4 Replies Latest reply on Jun 29, 2007 8:02 AM by mrkmrk

    JGroups: Problem with rebooting peers

    mrkmrk

      Hi

      I'm really sure if this is the right place to ask. I could not find any specific JGroups forums.

      However, let me know if there is a more suitable place.

      We're using JGroups 2.4.1 sp3 in a JBoss 4.0.2. We're using JGroups to send messages between the various servers. It works fine.
      We have one problem, though. When one of the destination servers reboots, the first message from the sender server fails. The log on the sender server says: ""2nd attempt to send data failed too". By adding some logging in BasicConnectionTable we've found that a "Socket Closed" occurs. The code in _send(byte[] data, int offset, int length) tries once, catches the IOException and tries again the same closed connection, then giving the "2nd.." message.

      private void _send(byte[] data, int offset, int length) {
       synchronized(send_mutex) {
       try {
       doSend(data, offset, length);
       updateLastAccessed();
       }
       catch(IOException io_ex) {
       if(log.isWarnEnabled())
       log.warn("peer closed connection, trying to re-send msg");
       try {
       doSend(data, offset, length);
       updateLastAccessed();
       }
       catch(IOException io_ex2) {
       if(log.isErrorEnabled()) log.error("2nd attempt to send data failed too");
       }
       catch(Exception ex2) {
       if(log.isErrorEnabled()) log.error("exception is " + ex2);
       }
       }
       catch(InterruptedException iex) {}
       catch(Throwable ex) {
       if(log.isErrorEnabled()) log.error("exception is " + ex);
       }
       }
       }
      


      We really don't want to loose that message.
      Have I missed something? Is there something I can do?

        • 1. Re: JGroups: Problem with rebooting peers
          belaban

          You're not losing those messages, as it is not the transport but either UNICAST or NAKACK which will resend a message until it has been delivered.

          Mailing lists for JGroups are at
          http://sourceforge.net/mail/?group_id=6081

          • 2. Re: JGroups: Problem with rebooting peers
            mrkmrk

            But we are using TCP.
            Our configuration:
            TCP(start_port=7810)

            Shouldn't that do what UNICAST would do?

            As I understand it, BasicConnectionTable is in the layer called "BuildingBlocks". UNICAST and NACKACK are in lower layers. How can a lower layer help things gone wrong in a higher layer?



            Best regards,
            Morten


            • 3. Re: JGroups: Problem with rebooting peers
              belaban

              No, the connection table is in the transport layer (TCP) and as such doesn't have to be concerned about retransmission or failed members.
              So, the failure detection layer (FD) will at one point kick in and remove the rebooted node from the cluster. Until this happens, TCP will happily continue trying to send packets to that node, and that's what you might be seeing.

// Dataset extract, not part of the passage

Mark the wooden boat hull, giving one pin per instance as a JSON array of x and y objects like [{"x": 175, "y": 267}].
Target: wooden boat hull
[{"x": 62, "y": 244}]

              • 4. Re: JGroups: Problem with rebooting peers
                mrkmrk

                Our code is very simple, and as such we have no concept of cluster.

                We basically have a "Channel" upon which we call "send(Message msg)".
                When the method returns we don't know whether the transmission went through or not. Therefore if the socket is closed, the message is lost.